Walking around Kenyon I also noticed, with some concern, posters bearing my picture. A friend had gotten me invited to speak as part of the Kenyon Review’s “Writers on Writing” series. I had never been published in the esteemed quarterly (thankfully, I had not submitted anything in years), and now I was scheduled to address students and faculty in its dollhouse offices. In the Cheever Room. On the campus where David Foster Wallace gave his now famous commencement address (copies of which were for sale in the college bookstore). I strolled the gravel paths nervously going over my lines.

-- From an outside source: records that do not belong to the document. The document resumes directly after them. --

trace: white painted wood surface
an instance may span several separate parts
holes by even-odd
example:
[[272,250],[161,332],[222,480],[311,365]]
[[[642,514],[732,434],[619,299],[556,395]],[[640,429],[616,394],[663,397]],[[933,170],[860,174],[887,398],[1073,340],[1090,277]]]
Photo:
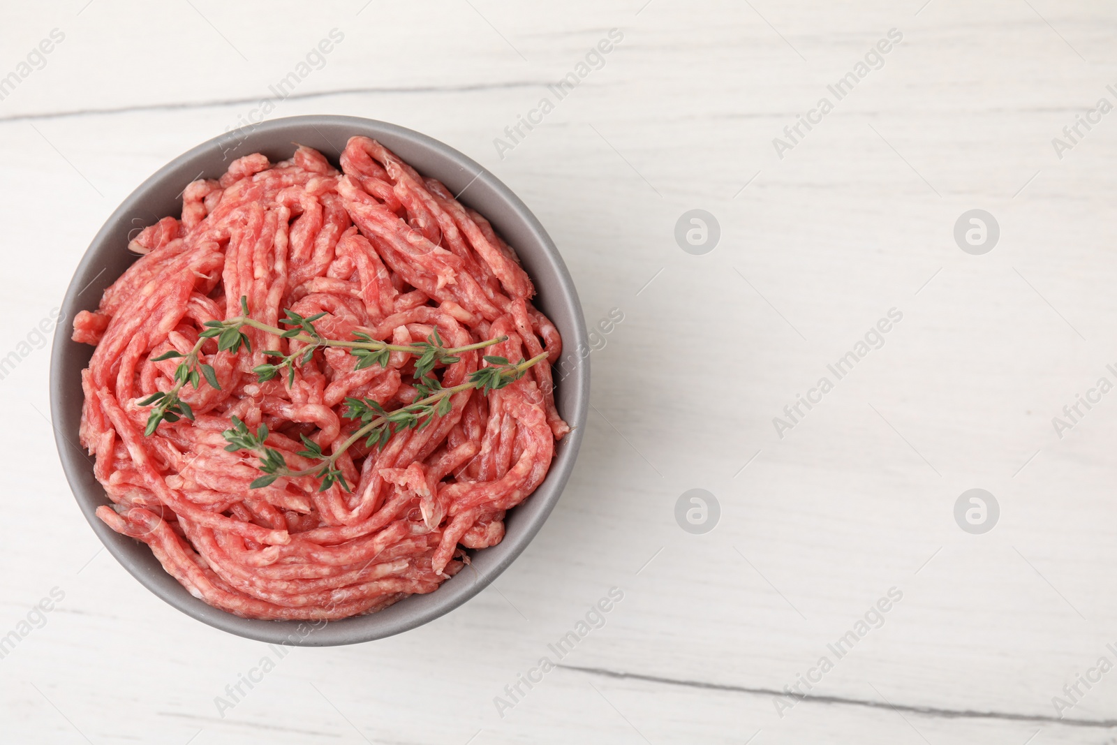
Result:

About 25 people sat expectantly in the bright Cheever Room at the back of the Review’s offices. I began by reading the opening of an essay of mine from The Wilson Quarterly (as a sign that I was quarterly-worthy). Then I spoke for about 30 minutes on the three steps in writing a travel story: preparation before the trip, legwork while on site, and writing. I talked about the important elements: movement, personal voice, point of view, imagination, humor. And I mentioned how most of my time in front of the computer screen is not spent writing but rewriting. I quoted Paddy Chayevsky – “I’m not a great writer, but I’m a great rewriter” – but forgot Andre Gide: “I rewrite in order to be reread.”
The talk was well-received, which made me feel good (I hadn’t embarrassed my friend). But later it occurred to me that a travel writer speaking in an academic setting benefits from a remarkably low bar. If you don’t talk about frequent flyer strategies and the top 10 European hotels, you can almost come off sounding intellectual.
Saturday I was sitting at Paul’s at Sawgrass Mills – Hania and our house guest had gone off shopping – reading an email from an editor expressing his desire to publish the essay I had sent him. The joy of modern communication, I thought: At any moment, even on a Saturday afternoon, your world can be made bright.
Sunday night we sat with our houseguests at Thai Spice. As they studied the menu, I checked my emails. There was one from another editor at the same magazine; the first editor had mentioned that he would give my essay to a colleague for some ‘slight’ trimming. This editor said that he had narrowed the focus of my essay, and because of that it would require a new ending.
I slipped my phone back into my pocket and silently cursed the immediacy of modern communication.
My six-week travel writing course in Miami – which begins tonight – coincides nicely with the new issue of Granta in which 13 writers are asked if travel writing is dead.
It’s something I’ve been asking myself, but in a different way, wondering if there is still any interest among the public in travel writing. Reading is on the decline generally, and when it comes to getting to know the world there are now many more enticing (though not necessarily superior) ways to do it – HD, interactive apps, virtual reality, etc. The two most popular travel books of recent years – Eat, Pray, Love and Wild – were at heart memoirs.
Pico Iyer gets at this dwindling not of a genre but of an audience for it (which, ultimately I guess, is the same thing) when he laments the abundance of pedestrian blogs and the increasing absence of bold, thoughtful, rigorous portraitures of places. “But that doesn’t mean that travel writing is dead;” he concludes, “only that we sometimes are.”